On the basis of shareholder yield, a measure combining dividend yield and net buyback yield, the high-dividend Indexes in the developed international and emerging markets have a 1.68% and 2.25% yield advantage to the respective quality Index. In the U.S., the shareholder yield of the quality Index is roughly equivalent to the high-dividend Index.
Thus, in the U.S., the dividend yield that is sacrificed when comparing the quality Index to the high-dividend Index is more than made up for in the net buyback yield benefit for the quality Index. The process of screening for profitable, growing companies results in constituents that are not only growing their dividends but are also buying back more shares. How has increased weight in companies with higher shareholder yields contributed to returns?
Reviewing the Box Score: Higher Shareholder Yields Boost Outperformance
Using the attribution tool available on our website, we are able to quantify the impact on relative returns for the WisdomTree U.S. Quality Dividend Growth Index across shareholder yield quintiles. Since inception, one of the more interesting things to note is the best-performing segment in the S&P 500 is that of companies with zero or negative shareholder yield. This category returned 20.6%, far and away the best-performing category in the benchmark. This is not surprising when one considers that the type of companies that have outperformed have been information technology and consumer discretionary companies that are neither paying dividends nor are net purchasers of their own shares.

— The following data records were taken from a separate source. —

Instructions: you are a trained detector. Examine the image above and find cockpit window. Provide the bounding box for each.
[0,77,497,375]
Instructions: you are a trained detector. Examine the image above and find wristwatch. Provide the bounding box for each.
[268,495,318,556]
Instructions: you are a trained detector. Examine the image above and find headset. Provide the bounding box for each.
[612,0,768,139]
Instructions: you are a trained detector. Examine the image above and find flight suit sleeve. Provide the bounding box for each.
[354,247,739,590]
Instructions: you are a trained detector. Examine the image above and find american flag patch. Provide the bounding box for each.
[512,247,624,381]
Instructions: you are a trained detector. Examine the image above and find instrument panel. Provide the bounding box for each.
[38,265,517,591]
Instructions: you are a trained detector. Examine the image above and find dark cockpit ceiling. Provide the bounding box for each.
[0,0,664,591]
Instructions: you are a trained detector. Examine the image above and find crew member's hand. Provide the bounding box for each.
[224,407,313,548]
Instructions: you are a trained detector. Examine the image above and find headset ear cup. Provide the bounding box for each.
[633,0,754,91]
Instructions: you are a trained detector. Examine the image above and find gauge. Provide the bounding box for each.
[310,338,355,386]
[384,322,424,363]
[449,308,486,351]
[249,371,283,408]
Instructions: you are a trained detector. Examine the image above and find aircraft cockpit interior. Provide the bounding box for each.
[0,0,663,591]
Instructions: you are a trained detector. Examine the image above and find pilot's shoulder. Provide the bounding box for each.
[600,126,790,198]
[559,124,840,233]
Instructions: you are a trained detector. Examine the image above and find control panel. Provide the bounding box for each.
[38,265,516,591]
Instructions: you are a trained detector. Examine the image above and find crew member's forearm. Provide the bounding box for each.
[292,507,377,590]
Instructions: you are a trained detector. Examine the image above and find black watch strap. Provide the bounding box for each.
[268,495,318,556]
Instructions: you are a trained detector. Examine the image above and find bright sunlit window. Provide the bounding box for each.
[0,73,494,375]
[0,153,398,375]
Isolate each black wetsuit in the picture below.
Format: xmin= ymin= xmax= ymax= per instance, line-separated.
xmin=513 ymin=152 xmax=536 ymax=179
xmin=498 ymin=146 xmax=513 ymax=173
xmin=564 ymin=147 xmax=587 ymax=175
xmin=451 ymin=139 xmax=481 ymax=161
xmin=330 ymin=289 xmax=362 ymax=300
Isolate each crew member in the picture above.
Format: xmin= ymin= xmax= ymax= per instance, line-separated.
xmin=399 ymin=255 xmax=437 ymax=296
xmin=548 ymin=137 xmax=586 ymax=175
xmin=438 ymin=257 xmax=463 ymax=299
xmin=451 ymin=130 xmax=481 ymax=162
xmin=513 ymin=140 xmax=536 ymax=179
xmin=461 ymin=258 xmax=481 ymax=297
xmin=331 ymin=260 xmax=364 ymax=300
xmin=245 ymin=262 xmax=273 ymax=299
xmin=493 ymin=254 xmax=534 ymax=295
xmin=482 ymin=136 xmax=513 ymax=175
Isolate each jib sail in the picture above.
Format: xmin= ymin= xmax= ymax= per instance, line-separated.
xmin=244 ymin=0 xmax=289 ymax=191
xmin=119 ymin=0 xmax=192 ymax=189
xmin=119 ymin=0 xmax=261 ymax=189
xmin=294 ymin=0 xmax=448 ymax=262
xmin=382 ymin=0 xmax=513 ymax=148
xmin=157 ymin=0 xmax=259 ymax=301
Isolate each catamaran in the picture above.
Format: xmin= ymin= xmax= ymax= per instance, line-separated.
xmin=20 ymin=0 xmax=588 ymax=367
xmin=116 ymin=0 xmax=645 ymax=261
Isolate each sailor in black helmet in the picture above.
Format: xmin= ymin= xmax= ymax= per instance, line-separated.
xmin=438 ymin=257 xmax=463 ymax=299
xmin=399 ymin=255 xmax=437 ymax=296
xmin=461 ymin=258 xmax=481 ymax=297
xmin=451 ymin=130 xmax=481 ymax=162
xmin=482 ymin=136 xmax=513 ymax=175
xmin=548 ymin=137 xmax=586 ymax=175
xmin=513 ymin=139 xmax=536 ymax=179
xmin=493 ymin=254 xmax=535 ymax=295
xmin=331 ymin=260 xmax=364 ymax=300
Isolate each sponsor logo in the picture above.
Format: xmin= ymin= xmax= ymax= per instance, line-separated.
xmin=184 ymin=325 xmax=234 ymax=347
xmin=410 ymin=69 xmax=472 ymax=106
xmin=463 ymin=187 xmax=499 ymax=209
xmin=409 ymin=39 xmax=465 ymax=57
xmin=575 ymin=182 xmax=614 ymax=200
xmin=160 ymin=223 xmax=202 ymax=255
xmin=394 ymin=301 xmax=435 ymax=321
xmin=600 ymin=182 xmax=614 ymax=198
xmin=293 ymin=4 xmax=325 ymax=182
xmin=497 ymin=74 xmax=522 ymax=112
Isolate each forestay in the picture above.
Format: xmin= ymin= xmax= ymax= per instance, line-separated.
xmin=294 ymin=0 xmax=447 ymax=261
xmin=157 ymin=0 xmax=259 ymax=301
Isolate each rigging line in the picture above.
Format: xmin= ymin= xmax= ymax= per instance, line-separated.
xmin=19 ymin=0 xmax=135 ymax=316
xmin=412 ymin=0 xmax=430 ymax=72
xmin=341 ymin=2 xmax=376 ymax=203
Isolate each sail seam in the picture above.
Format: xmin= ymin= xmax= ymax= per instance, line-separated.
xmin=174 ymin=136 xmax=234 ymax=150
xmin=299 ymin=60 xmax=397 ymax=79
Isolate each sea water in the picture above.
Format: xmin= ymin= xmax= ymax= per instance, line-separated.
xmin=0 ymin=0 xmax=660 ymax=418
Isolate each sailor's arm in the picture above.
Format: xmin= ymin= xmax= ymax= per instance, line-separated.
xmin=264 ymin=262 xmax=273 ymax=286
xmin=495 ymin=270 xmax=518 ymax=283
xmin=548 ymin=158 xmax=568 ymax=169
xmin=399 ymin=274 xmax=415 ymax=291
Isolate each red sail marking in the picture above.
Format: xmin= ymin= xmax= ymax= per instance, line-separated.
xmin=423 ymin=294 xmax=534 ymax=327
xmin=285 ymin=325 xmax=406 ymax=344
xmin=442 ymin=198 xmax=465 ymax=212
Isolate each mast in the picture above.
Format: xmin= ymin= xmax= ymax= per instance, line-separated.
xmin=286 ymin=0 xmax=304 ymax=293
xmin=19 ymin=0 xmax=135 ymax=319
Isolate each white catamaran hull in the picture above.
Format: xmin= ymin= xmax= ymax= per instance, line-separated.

The WisdomTree Index was under-weight in this segment of the market by nearly 8%, resulting in a headwind to the strategy of 61 basis points (bps).
In the face of this headwind, the WisdomTree Index’s combined over-weight of more than 13% in the top two yielding quintiles offered up nearly 100 bps of outperformance, contributing to the Index outperforming the S&P 500 by 47 bps. What this tells us is that over a long enough period, in this case just over five years, a broad approach that assigns greater weight to companies consistently rewarding their shareholders via dividends and share buybacks can result in superior aggregate total returns—even amid a sustained rally from non-dividend-paying companies.
With the First-Round Pick…
The table below helps summarize select relevant fundamentals to illustrate how WisdomTree’s Index compares to respective MSCI quality and value indexes, as well as the broader market. In sum, the WisdomTree Index stacks up between the quality and value Indexes on measures of valuation (P/E and Dividend Yield) and profitability (ROE and ROA), and bests the S&P 500 on both.
Given the well-documented benefits of owning quality companies with an eye to valuation discipline, we would rank the WisdomTree U.S. Quality Dividend Growth highly on our draft board.
1Eric Allen Hall, “The Dark Side of Fantasy Football,” The Washington Post, 9/10/17.
2Robert Novy-Marx, “Quality Investing,” University of Rochester, December 2012 (significantly revised May 2014).